Certain embodiments disclosed herein also include a non-transitory computer readable medium having stored thereon causing a processing circuitry to execute a process, the process comprising: analyzing a project data of at least one construction project; based on the analysis of the project data, deriving metadata associated with the construction project, wherein the metadata designates at least various stages associated with the construction project and a completion threshold for each stage; and based on the metadata, generating an interface for allowing at least two end-user devices to collaboratively interact with the interface, wherein the interface provides interactive visual features indicative of a progress of each of the stages associated with the construction project.

Certain embodiments disclosed herein also include a construction management system comprising a processing circuitry; and a memory, the memory containing instructions that, when executed by the processing circuitry, configure the system to: analyze a project data of at least one construction project; based on the analysis of the project data, derive metadata associated with the construction project, wherein the metadata designates at least various stages associated with the construction project and a completion threshold for each stage; and based on the metadata, generate an interface for allowing at least two end-user devices to collaboratively interact with the interface, wherein the interface provides interactive visual features indicative of a progress of each of the stages associated with the construction project.

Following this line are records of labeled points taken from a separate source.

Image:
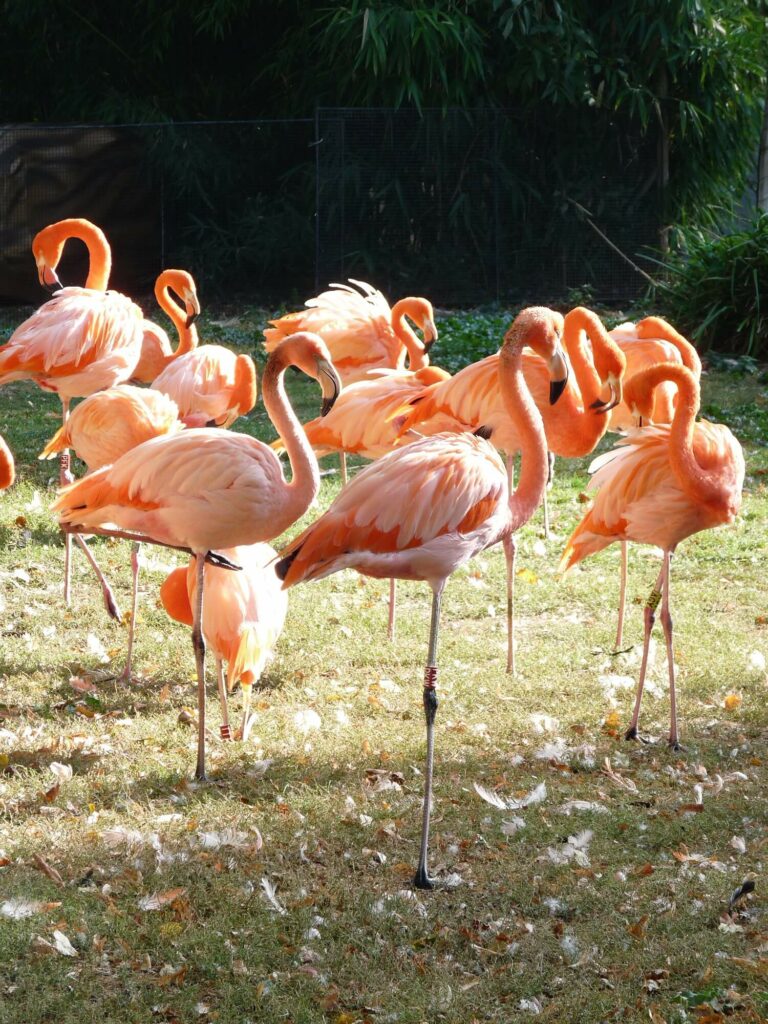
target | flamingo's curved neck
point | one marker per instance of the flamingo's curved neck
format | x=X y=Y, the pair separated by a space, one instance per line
x=417 y=356
x=526 y=497
x=99 y=254
x=656 y=327
x=702 y=486
x=302 y=489
x=187 y=336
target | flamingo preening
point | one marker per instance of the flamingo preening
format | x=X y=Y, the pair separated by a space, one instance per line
x=243 y=617
x=425 y=509
x=206 y=491
x=659 y=484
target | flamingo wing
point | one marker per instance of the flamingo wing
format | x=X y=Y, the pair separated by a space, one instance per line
x=445 y=488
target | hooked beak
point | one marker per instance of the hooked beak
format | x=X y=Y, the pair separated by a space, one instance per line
x=48 y=279
x=614 y=386
x=430 y=334
x=330 y=385
x=558 y=372
x=193 y=308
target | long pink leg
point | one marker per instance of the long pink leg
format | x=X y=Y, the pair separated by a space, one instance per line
x=225 y=730
x=135 y=548
x=649 y=615
x=622 y=597
x=667 y=624
x=199 y=645
x=510 y=550
x=392 y=608
x=64 y=477
x=422 y=879
x=110 y=603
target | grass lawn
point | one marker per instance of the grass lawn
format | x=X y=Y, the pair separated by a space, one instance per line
x=281 y=890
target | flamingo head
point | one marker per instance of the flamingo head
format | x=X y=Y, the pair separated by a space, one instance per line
x=541 y=329
x=309 y=353
x=610 y=364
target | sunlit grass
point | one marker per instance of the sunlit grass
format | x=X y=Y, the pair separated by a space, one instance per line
x=630 y=924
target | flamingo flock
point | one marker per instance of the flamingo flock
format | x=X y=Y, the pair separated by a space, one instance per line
x=164 y=467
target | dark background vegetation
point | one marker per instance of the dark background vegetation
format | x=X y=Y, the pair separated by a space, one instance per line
x=529 y=134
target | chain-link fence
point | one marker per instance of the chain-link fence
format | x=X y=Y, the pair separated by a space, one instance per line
x=463 y=206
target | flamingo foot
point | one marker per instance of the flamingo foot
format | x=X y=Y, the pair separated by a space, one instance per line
x=422 y=880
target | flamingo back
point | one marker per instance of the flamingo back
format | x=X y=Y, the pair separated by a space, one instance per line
x=79 y=342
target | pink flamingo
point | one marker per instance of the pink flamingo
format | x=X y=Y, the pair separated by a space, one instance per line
x=209 y=489
x=243 y=617
x=360 y=330
x=211 y=385
x=156 y=346
x=101 y=429
x=649 y=341
x=78 y=342
x=423 y=510
x=573 y=426
x=659 y=484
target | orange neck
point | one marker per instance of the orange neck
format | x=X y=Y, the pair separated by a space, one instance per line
x=417 y=356
x=187 y=335
x=302 y=489
x=521 y=410
x=99 y=254
x=655 y=327
x=702 y=486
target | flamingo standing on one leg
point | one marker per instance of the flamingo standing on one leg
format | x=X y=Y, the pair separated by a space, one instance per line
x=243 y=617
x=156 y=346
x=102 y=428
x=649 y=341
x=211 y=385
x=361 y=332
x=659 y=484
x=573 y=426
x=423 y=510
x=81 y=341
x=209 y=489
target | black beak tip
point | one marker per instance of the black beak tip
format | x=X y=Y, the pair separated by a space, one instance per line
x=556 y=388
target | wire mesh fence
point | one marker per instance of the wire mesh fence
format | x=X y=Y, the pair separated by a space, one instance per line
x=464 y=206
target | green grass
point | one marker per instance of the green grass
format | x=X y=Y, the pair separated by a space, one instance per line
x=635 y=928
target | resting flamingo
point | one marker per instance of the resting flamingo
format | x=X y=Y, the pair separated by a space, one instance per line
x=423 y=510
x=360 y=330
x=649 y=341
x=78 y=342
x=211 y=385
x=243 y=617
x=7 y=467
x=208 y=489
x=659 y=484
x=573 y=426
x=102 y=428
x=156 y=346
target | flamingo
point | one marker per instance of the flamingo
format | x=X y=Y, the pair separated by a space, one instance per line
x=156 y=347
x=102 y=428
x=366 y=421
x=360 y=330
x=210 y=489
x=657 y=485
x=472 y=398
x=7 y=467
x=649 y=341
x=80 y=341
x=423 y=510
x=211 y=385
x=242 y=621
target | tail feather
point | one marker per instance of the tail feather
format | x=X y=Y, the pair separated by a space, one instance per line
x=250 y=655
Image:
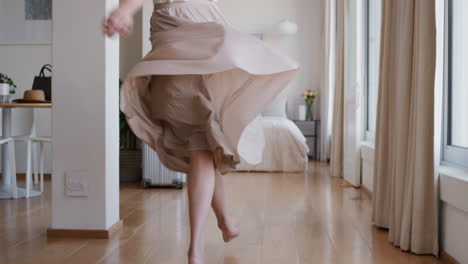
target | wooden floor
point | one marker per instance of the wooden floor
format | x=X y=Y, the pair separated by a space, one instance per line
x=285 y=218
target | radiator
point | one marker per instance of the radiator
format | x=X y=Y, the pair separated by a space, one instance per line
x=155 y=174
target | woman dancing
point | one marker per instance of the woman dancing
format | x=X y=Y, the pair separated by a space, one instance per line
x=194 y=96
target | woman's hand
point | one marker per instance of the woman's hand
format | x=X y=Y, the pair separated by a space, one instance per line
x=119 y=22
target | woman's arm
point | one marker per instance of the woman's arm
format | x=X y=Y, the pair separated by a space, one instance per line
x=121 y=19
x=131 y=6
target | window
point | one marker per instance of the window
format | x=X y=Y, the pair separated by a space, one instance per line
x=374 y=15
x=456 y=88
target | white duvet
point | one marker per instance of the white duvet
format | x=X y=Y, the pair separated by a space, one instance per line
x=285 y=147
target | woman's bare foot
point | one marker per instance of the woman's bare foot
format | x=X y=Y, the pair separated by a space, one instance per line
x=229 y=232
x=194 y=260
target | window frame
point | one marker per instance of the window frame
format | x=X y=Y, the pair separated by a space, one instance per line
x=454 y=155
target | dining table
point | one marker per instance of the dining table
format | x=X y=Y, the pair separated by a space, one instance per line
x=6 y=191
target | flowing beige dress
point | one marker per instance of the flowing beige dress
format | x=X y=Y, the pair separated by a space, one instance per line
x=201 y=86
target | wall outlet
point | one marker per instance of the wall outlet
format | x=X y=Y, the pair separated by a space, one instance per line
x=76 y=183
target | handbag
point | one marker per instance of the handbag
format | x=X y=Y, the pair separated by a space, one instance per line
x=43 y=82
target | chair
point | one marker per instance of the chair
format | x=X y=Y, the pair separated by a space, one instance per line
x=31 y=161
x=11 y=160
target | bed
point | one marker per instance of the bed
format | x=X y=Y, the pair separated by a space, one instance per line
x=285 y=147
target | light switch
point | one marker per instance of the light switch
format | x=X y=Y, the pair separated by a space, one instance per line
x=76 y=183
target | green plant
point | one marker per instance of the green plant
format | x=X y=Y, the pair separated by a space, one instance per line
x=6 y=79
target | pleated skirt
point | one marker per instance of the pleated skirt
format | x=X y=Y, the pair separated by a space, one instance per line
x=201 y=86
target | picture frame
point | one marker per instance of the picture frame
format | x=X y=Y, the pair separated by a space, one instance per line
x=25 y=22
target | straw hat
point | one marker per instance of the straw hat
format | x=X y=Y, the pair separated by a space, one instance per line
x=32 y=96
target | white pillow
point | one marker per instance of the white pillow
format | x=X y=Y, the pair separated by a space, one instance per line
x=277 y=107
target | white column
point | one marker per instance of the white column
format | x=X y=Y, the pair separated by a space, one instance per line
x=85 y=119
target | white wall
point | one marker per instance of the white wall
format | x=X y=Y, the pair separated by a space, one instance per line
x=305 y=46
x=22 y=63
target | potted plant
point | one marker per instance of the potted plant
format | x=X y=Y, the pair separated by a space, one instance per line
x=309 y=97
x=7 y=87
x=130 y=152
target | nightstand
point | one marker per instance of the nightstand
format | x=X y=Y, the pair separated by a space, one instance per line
x=311 y=131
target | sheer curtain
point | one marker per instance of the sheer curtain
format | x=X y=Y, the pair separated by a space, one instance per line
x=327 y=83
x=404 y=198
x=336 y=155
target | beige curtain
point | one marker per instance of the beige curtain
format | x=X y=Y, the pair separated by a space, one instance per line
x=336 y=152
x=404 y=190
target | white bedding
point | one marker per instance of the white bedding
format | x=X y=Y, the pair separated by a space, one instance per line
x=285 y=147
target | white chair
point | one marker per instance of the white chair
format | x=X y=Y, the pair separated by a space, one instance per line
x=31 y=160
x=11 y=160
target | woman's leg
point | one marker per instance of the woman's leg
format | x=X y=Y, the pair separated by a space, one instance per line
x=201 y=183
x=219 y=208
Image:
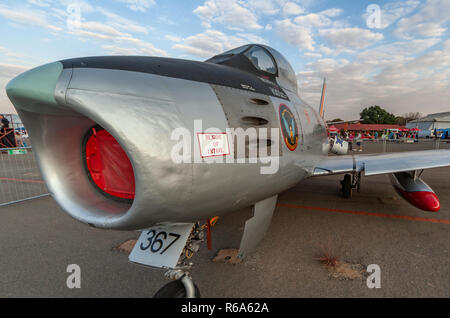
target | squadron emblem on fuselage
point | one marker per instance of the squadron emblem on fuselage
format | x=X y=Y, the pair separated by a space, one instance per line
x=289 y=127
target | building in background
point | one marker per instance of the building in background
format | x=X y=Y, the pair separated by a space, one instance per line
x=427 y=124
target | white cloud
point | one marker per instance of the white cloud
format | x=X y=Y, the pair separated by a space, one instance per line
x=295 y=34
x=27 y=16
x=138 y=5
x=119 y=22
x=401 y=77
x=267 y=7
x=41 y=3
x=350 y=39
x=430 y=21
x=212 y=42
x=292 y=8
x=393 y=11
x=229 y=13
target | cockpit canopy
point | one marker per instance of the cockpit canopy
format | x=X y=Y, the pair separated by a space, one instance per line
x=262 y=61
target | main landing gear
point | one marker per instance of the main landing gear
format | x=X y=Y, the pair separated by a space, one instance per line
x=350 y=182
x=182 y=285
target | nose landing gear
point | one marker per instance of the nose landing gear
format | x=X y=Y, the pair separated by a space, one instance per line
x=182 y=285
x=349 y=183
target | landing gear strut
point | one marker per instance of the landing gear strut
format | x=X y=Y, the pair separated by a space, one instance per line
x=349 y=183
x=182 y=285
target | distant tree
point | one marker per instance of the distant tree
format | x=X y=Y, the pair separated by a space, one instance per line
x=412 y=116
x=376 y=115
x=400 y=120
x=335 y=120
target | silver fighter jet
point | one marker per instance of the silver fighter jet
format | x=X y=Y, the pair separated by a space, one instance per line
x=108 y=134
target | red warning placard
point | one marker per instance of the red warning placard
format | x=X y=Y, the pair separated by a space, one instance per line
x=213 y=144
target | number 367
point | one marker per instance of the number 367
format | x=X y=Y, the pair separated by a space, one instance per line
x=156 y=241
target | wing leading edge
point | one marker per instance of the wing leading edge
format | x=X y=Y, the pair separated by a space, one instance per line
x=375 y=164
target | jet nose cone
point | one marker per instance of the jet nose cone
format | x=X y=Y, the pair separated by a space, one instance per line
x=36 y=85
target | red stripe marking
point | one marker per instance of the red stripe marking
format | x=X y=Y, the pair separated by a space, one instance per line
x=381 y=215
x=22 y=180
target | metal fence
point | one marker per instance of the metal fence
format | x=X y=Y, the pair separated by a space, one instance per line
x=20 y=178
x=380 y=146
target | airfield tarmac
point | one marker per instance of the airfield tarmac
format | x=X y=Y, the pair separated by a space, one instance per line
x=38 y=241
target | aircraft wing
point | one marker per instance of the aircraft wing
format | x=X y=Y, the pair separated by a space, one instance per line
x=373 y=164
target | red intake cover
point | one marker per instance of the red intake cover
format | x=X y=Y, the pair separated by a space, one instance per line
x=109 y=166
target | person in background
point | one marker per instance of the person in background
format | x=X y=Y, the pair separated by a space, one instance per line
x=4 y=121
x=350 y=140
x=19 y=141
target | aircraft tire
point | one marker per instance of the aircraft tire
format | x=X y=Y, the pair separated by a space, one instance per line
x=346 y=186
x=174 y=289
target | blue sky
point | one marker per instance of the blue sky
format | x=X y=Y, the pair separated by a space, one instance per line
x=397 y=57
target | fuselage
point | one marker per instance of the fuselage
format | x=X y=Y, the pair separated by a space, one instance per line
x=141 y=102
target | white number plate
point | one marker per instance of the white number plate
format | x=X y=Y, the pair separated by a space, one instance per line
x=161 y=245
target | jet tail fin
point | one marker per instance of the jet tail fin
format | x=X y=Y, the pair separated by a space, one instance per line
x=322 y=99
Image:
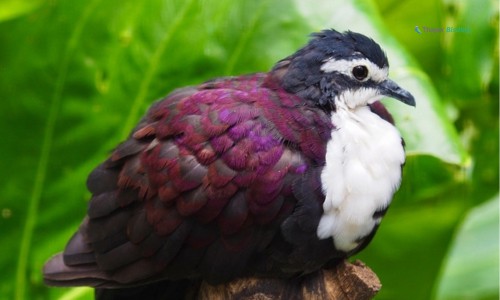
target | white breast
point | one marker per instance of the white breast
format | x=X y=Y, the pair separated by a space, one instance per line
x=362 y=172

BRIEF DESCRIPTION OF THE DRAWINGS

The subject matter disclosed herein is particularly pointed out and distinctly claimed in the claims at the conclusion of the specification. The foregoing and other objects, features, and advantages of the disclosed embodiments will be apparent from the following detailed description taken in conjunction with the accompanying drawings.

FIG. 1 is a schematic network diagram utilized to describe the various disclosed embodiments.

FIG. 2 is a flowchart describing a method for generating a designated communication channel between an investor and one or more vendors according to an embodiment.

FIG. 3 is a screenshot of a designated interface for communication between an investor and one or more vendors according to an embodiment.

FIG. 4 is an example block diagram of a construction management system 130 according to an embodiment.

DETAILED DESCRIPTION

It is important to note that the embodiments disclosed herein are only examples of the many advantageous uses of the innovative teachings herein. In general, statements made in the specification of the present application do not necessarily limit any of the various claimed embodiments. Moreover, some statements may apply to some inventive features but not to others. In general, unless otherwise indicated, singular elements may be in plural and vice versa with no loss of generality. In the drawings, like numerals refer to like parts through several views.

The various disclosed embodiments include a method and system for associating at least a first end point device (EPD) associated with a vendor and at least one a second EPD associated with an investor for a certain time period. The system further enables configuration of one or more communication channels via the at least a first EPD and the at least a second EPD. Upon identification that the time period has terminated, the system terminates the communication channels.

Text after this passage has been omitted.